Indeed, Kyriakos Nikolaou had been identified by the British for his activity and had been arrested. He was only forced to point out the empty cache of his own lost weapon, but not the adjacent caches where there was ammunition. The British then let him go free, and this act of theirs raised suspicions about him. Eventually, Stylianos Lenas considered him a traitor and ordered his execution.
When he was called to follow the rebels to the mountain, Nikalaou did so with great eagerness because he wished to become a rebel himself. However, he was called to the mountain to be executed, as, and indeed was executed.
After the end of the fight, an investigation was conducted, following the orders of Georgios Grivas - Digenis, during which Lenas' tragic mistake was established (which mistake, according to testimony, Lenas himself had already recognized earlier, before he was killed). Moreover, the weapon, which was supposed to have been handed over by Nikolaou to the British, was later found hidden in Kyperounta. A fellow fighter of Nikolaou had taken it secretly, probably to incriminate him, due to jealousy. Furthermore, the real traitor who had indicated to the British the locations of EOKA hideouts was later revealed.
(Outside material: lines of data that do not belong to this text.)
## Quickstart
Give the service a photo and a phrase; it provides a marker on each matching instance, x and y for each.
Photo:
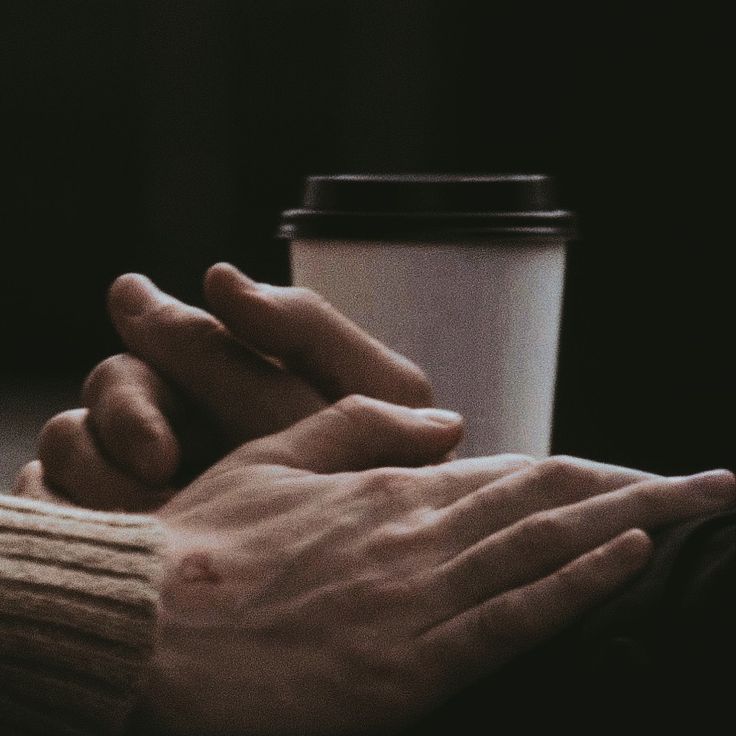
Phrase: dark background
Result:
(163, 136)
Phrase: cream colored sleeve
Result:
(78, 602)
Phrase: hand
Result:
(194, 387)
(304, 597)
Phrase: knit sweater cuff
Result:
(78, 602)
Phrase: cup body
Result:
(482, 319)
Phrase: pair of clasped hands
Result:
(328, 569)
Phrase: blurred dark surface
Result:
(163, 136)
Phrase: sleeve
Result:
(78, 604)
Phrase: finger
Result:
(480, 640)
(75, 468)
(312, 338)
(29, 483)
(546, 484)
(358, 433)
(130, 412)
(245, 394)
(537, 545)
(446, 483)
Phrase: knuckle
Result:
(392, 487)
(543, 528)
(304, 301)
(172, 320)
(648, 500)
(518, 460)
(356, 406)
(418, 388)
(571, 581)
(57, 438)
(559, 470)
(103, 375)
(28, 478)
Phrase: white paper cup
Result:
(472, 296)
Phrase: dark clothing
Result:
(659, 654)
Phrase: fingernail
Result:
(440, 416)
(132, 295)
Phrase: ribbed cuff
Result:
(78, 601)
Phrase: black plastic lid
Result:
(433, 207)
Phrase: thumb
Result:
(358, 433)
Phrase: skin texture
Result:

There is also a suspicion that the British deliberately arrested Nikolaou and then released him shortly afterwards, in order to create suspicion and division among the EOKA members in the Kyperounta area.
Georgios Grivas - Digenis, however, later acknowledged, after the end of the fight, the mistake that had been made and restored the name of Kyriakos Nikolaou, expressing appreciation for the services that both he and his family had provided. Finally, his bones were exhumed and officially buried, with hero's honors.